The Evolution of Empire (JOHN ANDREWS, 6/21/24, Project Syndicate)

The trite answer to the question of why empires fall is that they become victims of their own success, growing too large, too corrupt, too exhausted to fend off energetic newcomers. As the Arab philosopher and historian Ibn Khaldun argued in the fourteenth century, empires are like living organisms: they grow, mature, and die. […]

Almost a half-century ago, John Bagot Glubb, a British general who commanded the Jordanian army from 1939 until 1956, published a book entitled The Fate of Empires and Search for Survival.

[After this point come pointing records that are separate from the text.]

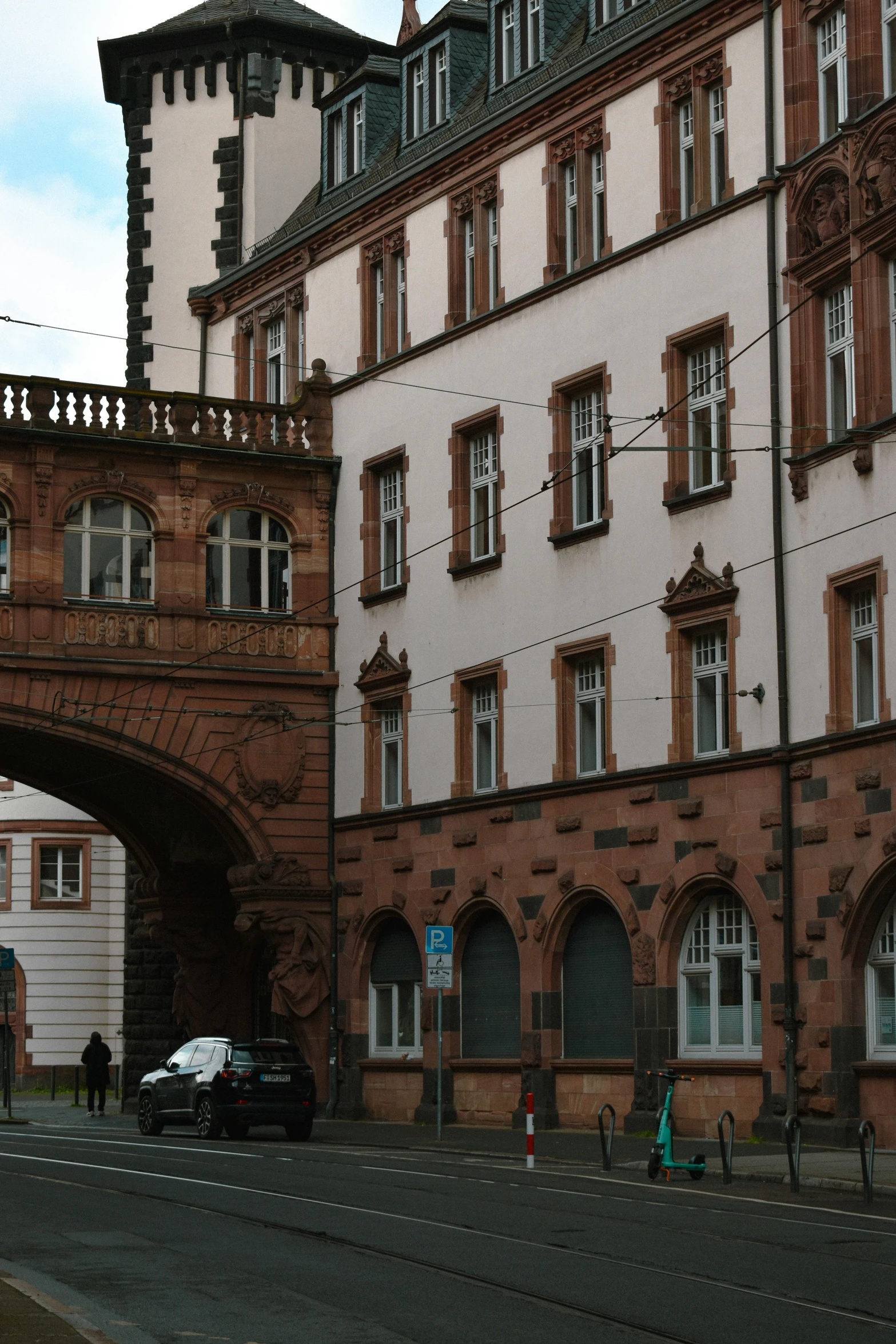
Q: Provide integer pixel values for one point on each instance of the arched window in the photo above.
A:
(720, 985)
(248, 561)
(395, 992)
(108, 550)
(880, 993)
(5, 547)
(598, 1018)
(491, 992)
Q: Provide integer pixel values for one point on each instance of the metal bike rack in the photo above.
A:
(867, 1135)
(727, 1148)
(791, 1126)
(606, 1144)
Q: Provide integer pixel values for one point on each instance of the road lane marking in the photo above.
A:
(867, 1319)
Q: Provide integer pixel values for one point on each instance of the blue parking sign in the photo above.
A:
(440, 939)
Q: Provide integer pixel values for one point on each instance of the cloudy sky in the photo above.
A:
(62, 175)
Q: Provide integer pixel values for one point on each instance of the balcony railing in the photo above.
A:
(53, 404)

His thesis was essentially the same as Ibn Khaldun’s, only with the added claim that almost all empires rise and fall over a period of roughly 250 years. Putting aside the obvious flaws in Glubb’s arithmetic (the Ottoman Empire certainly did not “end” in 1570), the core idea should not be dismissed too casually. After all, historians now give the Qing Dynasty a lifespan of 267 years, and the Mughal Empire of Das’s book began to lose territory after only two centuries.

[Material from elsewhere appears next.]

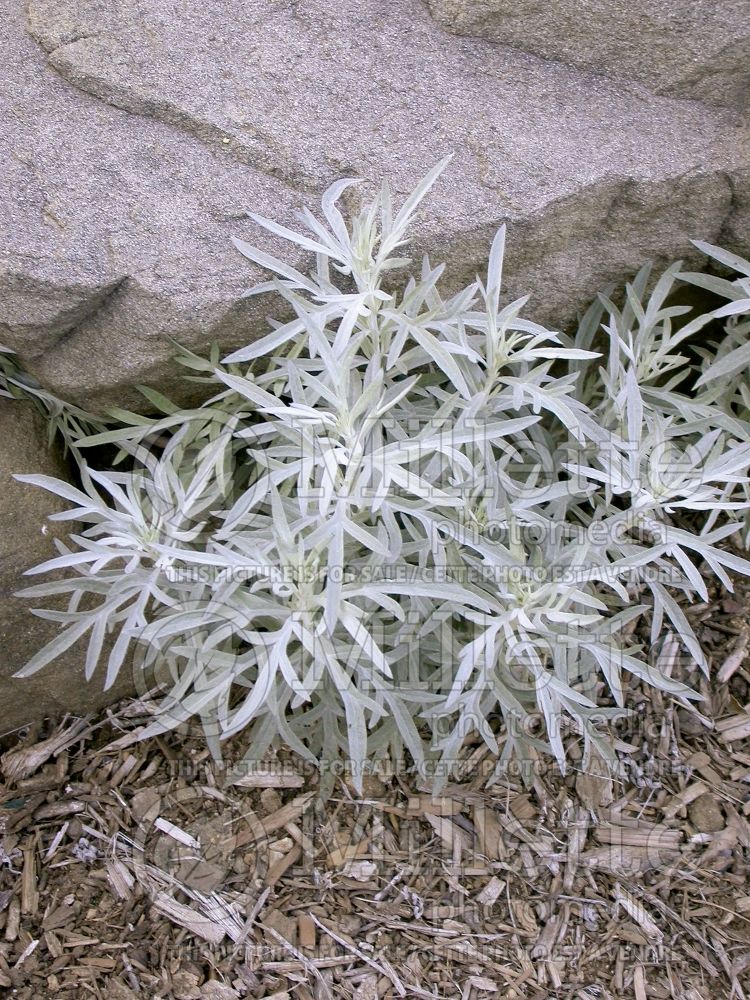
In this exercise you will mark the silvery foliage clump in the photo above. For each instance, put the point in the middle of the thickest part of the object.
(404, 518)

A pessimist might point out that today’s China began with the Communist victory in 1949, and that America’s quasi-imperial power began 201 years ago with the Monroe Doctrine. Time may not be on the side of those who place their trust in America to protect democracy and “liberal Western values.”

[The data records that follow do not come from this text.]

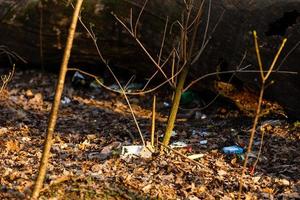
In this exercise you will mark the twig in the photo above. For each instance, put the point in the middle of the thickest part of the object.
(187, 158)
(55, 107)
(264, 78)
(153, 120)
(6, 79)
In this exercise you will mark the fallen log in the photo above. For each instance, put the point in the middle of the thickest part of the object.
(36, 32)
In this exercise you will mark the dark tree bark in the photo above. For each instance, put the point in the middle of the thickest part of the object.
(35, 28)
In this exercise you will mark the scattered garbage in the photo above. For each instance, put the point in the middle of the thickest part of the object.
(200, 133)
(108, 150)
(202, 142)
(173, 133)
(134, 86)
(137, 150)
(78, 79)
(65, 100)
(95, 83)
(167, 105)
(200, 115)
(233, 150)
(188, 97)
(129, 88)
(178, 144)
(196, 156)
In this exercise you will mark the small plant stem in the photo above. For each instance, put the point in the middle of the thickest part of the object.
(55, 107)
(257, 115)
(153, 121)
(175, 105)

What makes America unique is that our “Empire” has never expanded outward much–the Philipines and Cuba, Germany and Japan, Afghanistan, Iraq, etc were all turned back to their people in short order. Instead, we have become too large to be governed effectively entirely within our own borders. We exceed optimal state size by orders of magnitude. It’s why we will devolve into a series of smaller nations though likely still bound together in a British-style commonwealth.